Various militias and official militaries have improvised such vehicles ever since the introduction of the first automobiles into military service.
During the early days, the absence of a doctrine for the military use of automobiles or of an industry dedicated to producing them lead to a great deal of improvisation in the creation of early armoured cars and similar vehicles.
Later, despite the advent of arms industries in many countries, several armies still resorted to using ad hoc contraptions, often in response to unexpected military situations, or as a result of the development of new tactics for which no available vehicle was suitable.
The construction of improvised fighting vehicles may also reflect a lack of means for the force that uses them. This is especially true in developing countries, where various armies and guerrilla forces have used them, as they are more affordable than military-grade combat vehicles.
Guinness Improvised Armored Car, Dublin 1916.
An early improvised fighting vehicle was constructed for the British Army in Dublin during the Easter Rising in 1916. It was made from a three-ton Daimler truck commandeered from the Dublin Guinness brewery. An armoured body was mounted on the truck, built from the smokeboxes of several steam locomotives. The body had loopholes cut in it for riflemen to fire through and was painted with black spots that acted as dummy loopholes to confuse snipers. A steel box protected the truck driver and steel plating covered the truck radiator.

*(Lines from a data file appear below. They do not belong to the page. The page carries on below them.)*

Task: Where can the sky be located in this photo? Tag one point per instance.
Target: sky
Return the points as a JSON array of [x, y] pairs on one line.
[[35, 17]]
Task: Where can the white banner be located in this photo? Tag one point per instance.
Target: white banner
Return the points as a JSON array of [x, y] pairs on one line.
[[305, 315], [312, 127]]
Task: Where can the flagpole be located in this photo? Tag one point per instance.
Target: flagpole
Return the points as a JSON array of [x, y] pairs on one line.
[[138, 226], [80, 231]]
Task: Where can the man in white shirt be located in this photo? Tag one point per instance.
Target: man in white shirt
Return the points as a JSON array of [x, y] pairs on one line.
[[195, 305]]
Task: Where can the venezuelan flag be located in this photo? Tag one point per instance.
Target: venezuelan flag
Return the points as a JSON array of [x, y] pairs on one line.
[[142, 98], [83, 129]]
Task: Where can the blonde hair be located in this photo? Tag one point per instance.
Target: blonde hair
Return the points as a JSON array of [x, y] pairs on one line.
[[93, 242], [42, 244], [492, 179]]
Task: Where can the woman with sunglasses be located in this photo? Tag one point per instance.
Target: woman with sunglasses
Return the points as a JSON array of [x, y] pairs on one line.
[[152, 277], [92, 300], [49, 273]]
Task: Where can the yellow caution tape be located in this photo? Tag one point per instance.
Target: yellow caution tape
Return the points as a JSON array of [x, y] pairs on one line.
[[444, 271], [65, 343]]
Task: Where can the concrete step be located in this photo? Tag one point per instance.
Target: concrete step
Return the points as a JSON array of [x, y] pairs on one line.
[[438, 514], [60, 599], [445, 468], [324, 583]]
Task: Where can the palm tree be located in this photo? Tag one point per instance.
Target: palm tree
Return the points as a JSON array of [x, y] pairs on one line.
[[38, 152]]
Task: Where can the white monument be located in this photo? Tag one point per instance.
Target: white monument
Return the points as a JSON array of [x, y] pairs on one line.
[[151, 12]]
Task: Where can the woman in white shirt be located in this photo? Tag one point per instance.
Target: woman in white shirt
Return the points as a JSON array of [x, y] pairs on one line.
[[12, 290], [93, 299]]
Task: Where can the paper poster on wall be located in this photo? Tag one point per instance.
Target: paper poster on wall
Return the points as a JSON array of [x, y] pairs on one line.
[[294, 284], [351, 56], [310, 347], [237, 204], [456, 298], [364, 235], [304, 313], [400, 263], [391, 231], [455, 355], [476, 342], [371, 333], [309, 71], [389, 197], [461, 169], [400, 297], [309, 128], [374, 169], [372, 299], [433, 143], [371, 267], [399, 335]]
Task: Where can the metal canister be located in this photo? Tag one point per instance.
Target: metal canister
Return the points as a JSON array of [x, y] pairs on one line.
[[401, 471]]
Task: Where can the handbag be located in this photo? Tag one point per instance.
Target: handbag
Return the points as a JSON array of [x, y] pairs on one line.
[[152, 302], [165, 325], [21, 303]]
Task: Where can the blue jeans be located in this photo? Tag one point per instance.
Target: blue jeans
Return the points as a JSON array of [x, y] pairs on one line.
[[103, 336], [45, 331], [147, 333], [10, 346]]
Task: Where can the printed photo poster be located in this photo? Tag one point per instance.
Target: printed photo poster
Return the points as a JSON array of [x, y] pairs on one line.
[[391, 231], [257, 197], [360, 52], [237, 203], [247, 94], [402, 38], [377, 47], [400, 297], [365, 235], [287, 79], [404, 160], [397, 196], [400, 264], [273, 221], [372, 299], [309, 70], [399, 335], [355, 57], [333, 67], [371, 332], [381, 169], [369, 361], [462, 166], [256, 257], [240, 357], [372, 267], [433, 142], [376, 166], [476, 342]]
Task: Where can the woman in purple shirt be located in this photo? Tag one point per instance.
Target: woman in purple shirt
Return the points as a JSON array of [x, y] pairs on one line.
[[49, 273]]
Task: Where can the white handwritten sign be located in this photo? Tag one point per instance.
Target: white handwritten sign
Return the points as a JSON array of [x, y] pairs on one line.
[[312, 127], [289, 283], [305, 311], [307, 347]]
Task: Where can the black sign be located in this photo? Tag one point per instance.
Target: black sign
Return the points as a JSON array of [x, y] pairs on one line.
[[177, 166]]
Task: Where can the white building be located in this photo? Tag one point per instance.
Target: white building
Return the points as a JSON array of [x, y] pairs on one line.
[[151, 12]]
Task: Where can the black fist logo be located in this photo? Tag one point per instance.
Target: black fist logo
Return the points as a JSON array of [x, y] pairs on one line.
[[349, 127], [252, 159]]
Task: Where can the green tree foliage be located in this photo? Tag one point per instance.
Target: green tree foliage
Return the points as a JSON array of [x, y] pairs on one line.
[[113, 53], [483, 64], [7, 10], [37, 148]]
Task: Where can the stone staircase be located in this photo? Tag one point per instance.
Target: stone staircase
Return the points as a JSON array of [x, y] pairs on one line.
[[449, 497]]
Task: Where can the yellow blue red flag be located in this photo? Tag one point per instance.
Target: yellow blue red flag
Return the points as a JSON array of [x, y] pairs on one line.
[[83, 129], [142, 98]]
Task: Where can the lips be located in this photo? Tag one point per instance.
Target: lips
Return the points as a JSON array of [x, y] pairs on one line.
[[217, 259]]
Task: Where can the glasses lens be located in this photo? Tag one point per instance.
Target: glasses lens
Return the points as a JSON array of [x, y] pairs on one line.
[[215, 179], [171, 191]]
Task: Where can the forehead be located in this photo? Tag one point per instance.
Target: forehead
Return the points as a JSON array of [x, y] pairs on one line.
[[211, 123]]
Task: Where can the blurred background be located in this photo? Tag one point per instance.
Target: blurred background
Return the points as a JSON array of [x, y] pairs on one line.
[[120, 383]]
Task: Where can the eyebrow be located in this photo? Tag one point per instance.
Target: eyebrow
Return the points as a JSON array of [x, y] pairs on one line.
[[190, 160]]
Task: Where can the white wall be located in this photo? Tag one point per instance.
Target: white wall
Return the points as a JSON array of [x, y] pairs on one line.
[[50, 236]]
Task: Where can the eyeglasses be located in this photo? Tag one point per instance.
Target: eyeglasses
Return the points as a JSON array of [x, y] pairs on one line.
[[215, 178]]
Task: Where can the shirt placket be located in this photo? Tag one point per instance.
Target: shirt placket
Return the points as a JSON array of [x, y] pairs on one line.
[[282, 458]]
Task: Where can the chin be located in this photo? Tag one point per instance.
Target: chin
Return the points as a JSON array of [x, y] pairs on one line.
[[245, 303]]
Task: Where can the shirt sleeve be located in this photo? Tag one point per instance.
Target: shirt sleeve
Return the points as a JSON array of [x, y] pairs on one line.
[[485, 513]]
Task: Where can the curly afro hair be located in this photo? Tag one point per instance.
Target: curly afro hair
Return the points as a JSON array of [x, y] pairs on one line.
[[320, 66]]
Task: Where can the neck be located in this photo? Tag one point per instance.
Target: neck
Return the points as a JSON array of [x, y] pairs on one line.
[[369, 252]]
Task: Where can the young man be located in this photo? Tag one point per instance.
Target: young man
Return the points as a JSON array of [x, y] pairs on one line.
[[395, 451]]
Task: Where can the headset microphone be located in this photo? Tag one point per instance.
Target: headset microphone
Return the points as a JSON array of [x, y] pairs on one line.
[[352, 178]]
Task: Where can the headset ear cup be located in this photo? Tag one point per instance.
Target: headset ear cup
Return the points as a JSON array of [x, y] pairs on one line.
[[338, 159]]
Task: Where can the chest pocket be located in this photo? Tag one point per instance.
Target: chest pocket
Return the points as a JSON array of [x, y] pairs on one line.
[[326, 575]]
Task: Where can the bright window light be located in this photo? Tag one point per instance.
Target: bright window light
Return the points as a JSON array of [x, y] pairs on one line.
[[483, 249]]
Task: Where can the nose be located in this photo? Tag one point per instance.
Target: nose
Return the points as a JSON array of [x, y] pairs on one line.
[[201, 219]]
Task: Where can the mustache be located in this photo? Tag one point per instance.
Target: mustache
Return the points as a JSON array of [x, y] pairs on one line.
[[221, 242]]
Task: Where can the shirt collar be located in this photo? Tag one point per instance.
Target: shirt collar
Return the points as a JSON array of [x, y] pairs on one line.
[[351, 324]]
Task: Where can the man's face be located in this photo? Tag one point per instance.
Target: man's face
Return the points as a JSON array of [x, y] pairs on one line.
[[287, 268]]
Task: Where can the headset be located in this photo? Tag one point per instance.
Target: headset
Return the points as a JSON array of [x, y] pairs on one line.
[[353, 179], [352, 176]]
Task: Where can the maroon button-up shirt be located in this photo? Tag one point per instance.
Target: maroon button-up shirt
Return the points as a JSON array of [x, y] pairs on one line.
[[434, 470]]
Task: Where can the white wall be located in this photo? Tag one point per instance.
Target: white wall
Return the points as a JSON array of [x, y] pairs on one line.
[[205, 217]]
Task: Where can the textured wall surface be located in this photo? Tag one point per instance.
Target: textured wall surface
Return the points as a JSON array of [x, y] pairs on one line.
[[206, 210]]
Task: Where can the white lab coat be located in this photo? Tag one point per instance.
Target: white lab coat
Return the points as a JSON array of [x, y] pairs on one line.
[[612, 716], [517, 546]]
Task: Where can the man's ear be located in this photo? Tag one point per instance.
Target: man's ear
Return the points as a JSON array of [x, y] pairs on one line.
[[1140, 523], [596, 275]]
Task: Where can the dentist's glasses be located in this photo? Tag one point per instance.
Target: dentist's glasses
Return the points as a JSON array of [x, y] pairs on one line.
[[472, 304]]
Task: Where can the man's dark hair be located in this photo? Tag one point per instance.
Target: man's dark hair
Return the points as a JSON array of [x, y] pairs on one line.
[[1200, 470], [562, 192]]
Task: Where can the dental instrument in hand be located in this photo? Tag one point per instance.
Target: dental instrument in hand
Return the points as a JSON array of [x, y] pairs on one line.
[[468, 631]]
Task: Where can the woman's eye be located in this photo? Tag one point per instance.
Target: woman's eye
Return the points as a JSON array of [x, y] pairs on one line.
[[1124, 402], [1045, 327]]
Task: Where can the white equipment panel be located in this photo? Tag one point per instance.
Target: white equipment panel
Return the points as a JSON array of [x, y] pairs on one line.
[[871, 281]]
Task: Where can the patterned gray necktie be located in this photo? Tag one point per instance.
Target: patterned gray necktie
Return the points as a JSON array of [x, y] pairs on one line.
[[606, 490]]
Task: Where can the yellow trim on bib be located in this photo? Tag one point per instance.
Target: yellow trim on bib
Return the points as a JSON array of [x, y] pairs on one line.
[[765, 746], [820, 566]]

Construction took less than one day at the Great Southern Railways workshop. After the rising, the locomotive parts were returned to the railway and the truck returned to its owners.
World War II
'L' Detachment SAS
in their armed jeeps.
Created during the North African Campaign of World War II, the Special Air Service specialised in carrying out hit-and-run attacks, in particular against Axis airfields. As no vehicle was adapted to this kind of mission, the SAS were forced to build their own. Heavily modified Lend-Lease jeeps became the trademark weapon of the SAS. The windscreens, and sometimes the bumper were removed, in order to save weight and permit an extra payload to be carried. The radiator grille bars were often removed to allow more airflow to better cool the engine in the hot desert climate. Different weapons arrays were carried, including different combinations of various Browning and Vickers K machine guns according to available supply.
The SAS jeeps were used during the whole North African Campaign, and later in Europe, where they were used for sabotage missions behind enemy lines.